La touriste citadine bibliophile auteur de ces lignes quitte parfois son fief sibérien à la grisaille tenace et au béton armé pour aller passer quelques jours, déconnectée, au fin fond de la garrigue languedocienne. Oui, par là.

Entre les grandes tablées familiales au soleil, le nectar local, le farniente intensif et les piaillements le joyeux babil des enfants, la vie n'est pas facile, pas facile du tout, je vous prie de me croire.
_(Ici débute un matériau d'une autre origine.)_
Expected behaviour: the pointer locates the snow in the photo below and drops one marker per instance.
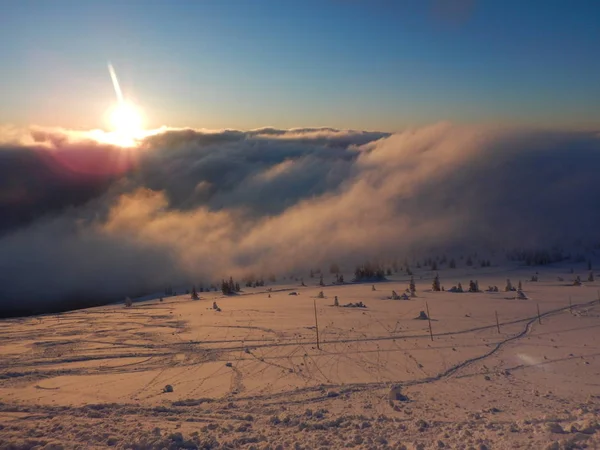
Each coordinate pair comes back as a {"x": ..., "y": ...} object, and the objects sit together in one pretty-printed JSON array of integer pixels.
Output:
[{"x": 251, "y": 375}]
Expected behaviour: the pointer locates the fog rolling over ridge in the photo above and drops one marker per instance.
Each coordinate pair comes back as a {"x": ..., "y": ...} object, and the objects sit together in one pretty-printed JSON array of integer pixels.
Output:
[{"x": 86, "y": 222}]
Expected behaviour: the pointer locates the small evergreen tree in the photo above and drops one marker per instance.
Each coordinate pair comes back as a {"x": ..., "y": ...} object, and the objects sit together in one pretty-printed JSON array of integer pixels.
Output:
[{"x": 436, "y": 283}]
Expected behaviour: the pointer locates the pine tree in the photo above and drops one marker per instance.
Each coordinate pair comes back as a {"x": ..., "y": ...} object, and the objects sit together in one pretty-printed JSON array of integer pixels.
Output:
[{"x": 436, "y": 283}]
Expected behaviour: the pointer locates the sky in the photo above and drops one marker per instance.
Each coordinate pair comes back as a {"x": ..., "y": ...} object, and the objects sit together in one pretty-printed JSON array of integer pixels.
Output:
[{"x": 377, "y": 64}]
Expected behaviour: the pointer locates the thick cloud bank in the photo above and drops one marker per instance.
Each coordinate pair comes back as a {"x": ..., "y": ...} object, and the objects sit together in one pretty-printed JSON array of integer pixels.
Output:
[{"x": 85, "y": 222}]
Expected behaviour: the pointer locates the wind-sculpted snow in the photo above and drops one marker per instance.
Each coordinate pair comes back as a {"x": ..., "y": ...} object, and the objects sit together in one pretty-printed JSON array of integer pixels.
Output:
[{"x": 83, "y": 220}]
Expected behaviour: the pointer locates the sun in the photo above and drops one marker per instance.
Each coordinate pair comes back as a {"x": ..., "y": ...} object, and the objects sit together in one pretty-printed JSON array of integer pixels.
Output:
[{"x": 126, "y": 119}]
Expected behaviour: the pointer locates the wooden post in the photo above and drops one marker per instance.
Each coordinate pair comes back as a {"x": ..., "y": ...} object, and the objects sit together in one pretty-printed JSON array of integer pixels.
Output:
[
  {"x": 316, "y": 324},
  {"x": 497, "y": 322},
  {"x": 429, "y": 320}
]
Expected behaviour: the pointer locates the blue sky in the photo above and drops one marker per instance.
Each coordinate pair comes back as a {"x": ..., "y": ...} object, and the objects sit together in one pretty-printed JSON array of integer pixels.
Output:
[{"x": 376, "y": 64}]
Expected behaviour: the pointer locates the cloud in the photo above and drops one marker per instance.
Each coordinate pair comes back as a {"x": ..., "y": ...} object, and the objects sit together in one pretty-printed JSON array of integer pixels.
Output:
[{"x": 189, "y": 206}]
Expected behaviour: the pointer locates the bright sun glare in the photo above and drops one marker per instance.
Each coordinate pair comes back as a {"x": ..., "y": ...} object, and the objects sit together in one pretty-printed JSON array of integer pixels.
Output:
[
  {"x": 126, "y": 123},
  {"x": 126, "y": 119}
]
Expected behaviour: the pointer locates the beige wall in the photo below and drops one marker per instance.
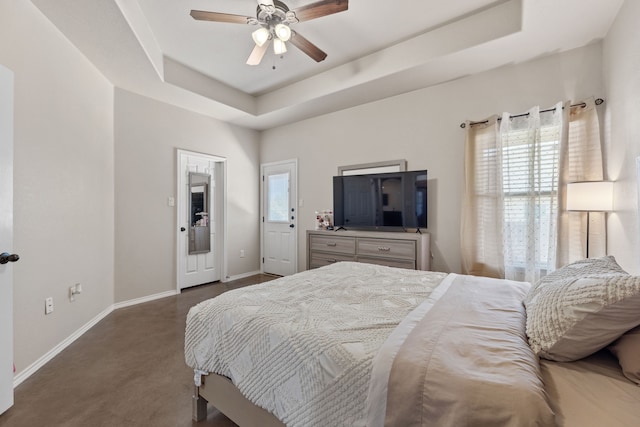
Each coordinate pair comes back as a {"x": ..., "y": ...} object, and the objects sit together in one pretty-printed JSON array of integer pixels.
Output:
[
  {"x": 423, "y": 127},
  {"x": 621, "y": 62},
  {"x": 147, "y": 134},
  {"x": 63, "y": 171}
]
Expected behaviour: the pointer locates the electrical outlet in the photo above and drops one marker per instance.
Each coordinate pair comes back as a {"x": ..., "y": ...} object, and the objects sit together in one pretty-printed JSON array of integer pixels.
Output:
[
  {"x": 48, "y": 305},
  {"x": 74, "y": 290}
]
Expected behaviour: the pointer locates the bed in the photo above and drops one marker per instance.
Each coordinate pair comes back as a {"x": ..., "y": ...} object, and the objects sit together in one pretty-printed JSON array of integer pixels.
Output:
[{"x": 367, "y": 345}]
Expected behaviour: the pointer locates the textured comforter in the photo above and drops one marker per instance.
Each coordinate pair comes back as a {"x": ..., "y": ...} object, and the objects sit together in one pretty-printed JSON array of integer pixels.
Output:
[{"x": 328, "y": 347}]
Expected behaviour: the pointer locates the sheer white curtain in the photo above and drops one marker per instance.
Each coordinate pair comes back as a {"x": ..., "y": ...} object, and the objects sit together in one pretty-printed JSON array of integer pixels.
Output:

À bien y réfléchir, il ne lui manque qu'un tout petit quelque chose, à la touriste citadine bibliophile. Oh, trois fois rien, hein. De quoi assouvir son appétit quotidien de papelard imprimé, de couvertures toilées et de reliures à dos carré collé. DES LIVRES, DONNEZ-LUI DES LIVRES (elle n'en a emporté que cinq ou six, vous comprenez, ce n'est vraiment, vraiment pas facile tous les jours, les vacances). Elle se contenterait - pas gourmande - d'une petite librairie associative ou d'un étal de bouquiniste ambulant qui traverserait le village de temps en temps, juste pour le plaisir de palper du bouquin et de voir circuler ces petits parallélépipèdes.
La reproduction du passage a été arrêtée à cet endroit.